The study of neutrinos, along with the search for dark matter, is becoming a new type of competition between advanced countries. China easily entered the race with the United States. While they are rocking with the new experimental complex DUNE, China has completed the creation of the world’s largest neutrino detector, JUNO, hidden at a depth of 700 m under the hills in the south of the country. Construction of the facility began in 2015 and is intended to be commissioned in 2025.
Chinese media reported the completion of a spherical detector made of acrylic. Its diameter reaches 35.4 m, and the height of the chamber with it reaches 12 floors. The detector will be filled with 20 thousand tons of liquid, which will flare up when interacting with a neutrino passing through the detector. Light-sensitive sensors on the sphere will measure the trajectory and energy of the neutrino that reacted with the substance. And these will be quite rare events. Although the Earth and you and I are continuously washed by a stream of various neutrinos—every second, 60 billion of these particles pass through a cross section with an area of 1 cm2—for the interaction of neutrinos with matter with a probability of 50%, a wall of lead one light-year thick is needed.
The JUNO detector in China will detect approximately 40 neutrinos every day from nearby nuclear reactors of nuclear power plants (its location was chosen taking into account the detection of reactor antineutrinos), several atmospheric neutrinos (arising from the interaction of cosmic particles with gas atoms in the atmosphere), one geoneutrino (from the decay of radioactive nuclei in the bowels of the Earth) and thousands of solar neutrinos. Over the course of 6 years of work, scientists expect to detect about 100 thousand neutrinos and make great progress in their study.

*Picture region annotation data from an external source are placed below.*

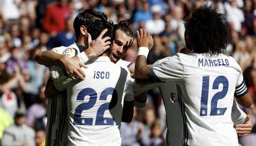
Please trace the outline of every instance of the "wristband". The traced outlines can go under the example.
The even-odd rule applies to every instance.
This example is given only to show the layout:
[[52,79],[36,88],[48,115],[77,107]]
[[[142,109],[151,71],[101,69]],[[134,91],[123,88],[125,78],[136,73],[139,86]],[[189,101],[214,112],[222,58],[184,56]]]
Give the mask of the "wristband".
[[83,63],[85,63],[85,62],[89,60],[87,55],[85,54],[85,52],[83,51],[82,52],[80,53],[77,57],[79,58],[79,60]]
[[139,55],[144,55],[146,57],[148,57],[149,50],[148,47],[139,47],[138,56]]

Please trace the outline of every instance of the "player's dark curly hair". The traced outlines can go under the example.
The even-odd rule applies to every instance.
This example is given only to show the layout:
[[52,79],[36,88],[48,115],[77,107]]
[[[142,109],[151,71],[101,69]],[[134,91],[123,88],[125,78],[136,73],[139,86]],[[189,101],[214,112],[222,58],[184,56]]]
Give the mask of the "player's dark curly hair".
[[82,25],[88,27],[90,24],[93,23],[96,20],[108,19],[107,16],[103,13],[93,9],[87,9],[79,13],[74,20],[73,27],[75,30],[77,39],[80,35],[80,28]]
[[126,20],[122,20],[118,22],[117,24],[115,24],[114,25],[114,31],[116,32],[117,30],[121,30],[129,36],[133,37],[134,36],[134,33],[129,27],[129,22]]
[[186,20],[185,28],[187,47],[196,53],[221,53],[226,51],[230,40],[223,15],[211,6],[195,10]]
[[105,33],[103,38],[106,36],[109,36],[111,38],[111,39],[109,40],[111,43],[110,44],[111,46],[114,39],[114,23],[113,22],[96,20],[87,28],[87,31],[91,34],[92,40],[95,40],[105,29],[108,29],[108,31]]

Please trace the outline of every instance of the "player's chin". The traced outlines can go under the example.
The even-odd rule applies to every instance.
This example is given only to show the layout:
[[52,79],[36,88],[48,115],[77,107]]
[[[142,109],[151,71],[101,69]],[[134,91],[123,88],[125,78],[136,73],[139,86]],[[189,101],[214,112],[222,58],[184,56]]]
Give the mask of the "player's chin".
[[120,57],[115,55],[114,54],[113,54],[112,55],[112,59],[112,59],[112,62],[116,63],[120,59]]
[[112,62],[113,62],[114,63],[116,63],[117,62],[117,59],[116,59],[115,57],[114,57],[113,55],[112,55],[112,57],[110,58],[110,60],[111,60]]

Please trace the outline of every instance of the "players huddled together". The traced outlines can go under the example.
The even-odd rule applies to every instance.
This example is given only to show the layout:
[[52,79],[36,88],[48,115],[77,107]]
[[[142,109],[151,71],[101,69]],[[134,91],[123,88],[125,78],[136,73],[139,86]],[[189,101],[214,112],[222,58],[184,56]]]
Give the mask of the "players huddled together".
[[[138,125],[135,138],[141,143],[238,146],[237,135],[247,136],[252,128],[239,105],[249,108],[253,99],[241,67],[225,54],[230,38],[224,20],[213,6],[196,9],[184,23],[186,47],[151,65],[147,59],[155,38],[145,29],[134,34],[127,21],[114,23],[92,9],[78,14],[72,44],[35,54],[49,70],[43,90],[45,145],[125,145],[122,125],[136,124],[136,109],[147,106],[147,92],[156,87],[166,133],[154,133],[161,128],[153,123],[150,137],[144,139]],[[135,62],[124,60],[135,43]],[[23,115],[18,113],[15,118]],[[2,145],[8,145],[8,136],[3,137]]]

Neutrinos were predicted to be massless particles. After photons, they are the most abundant in the Universe. Later it was discovered that neutrinos oscillate—as they move through space, they change from one type to another (there are three in total). This happens due to the presence of masses in each of the neutrinos, and they are all different. Each type (mass) has its own frequency of wave propagation (see the dual nature of elementary particles). Coincidence of phases produces a muon neutrino, and antiphases produce an electron neutrino. In other cases it is normal. As neutrinos propagate, they change from one type to another as the sums of phases change. The Chinese JUNO experiment and the American DUNE experiment should bring more clarity to the question of the hierarchy of masses of all three types of neutrinos.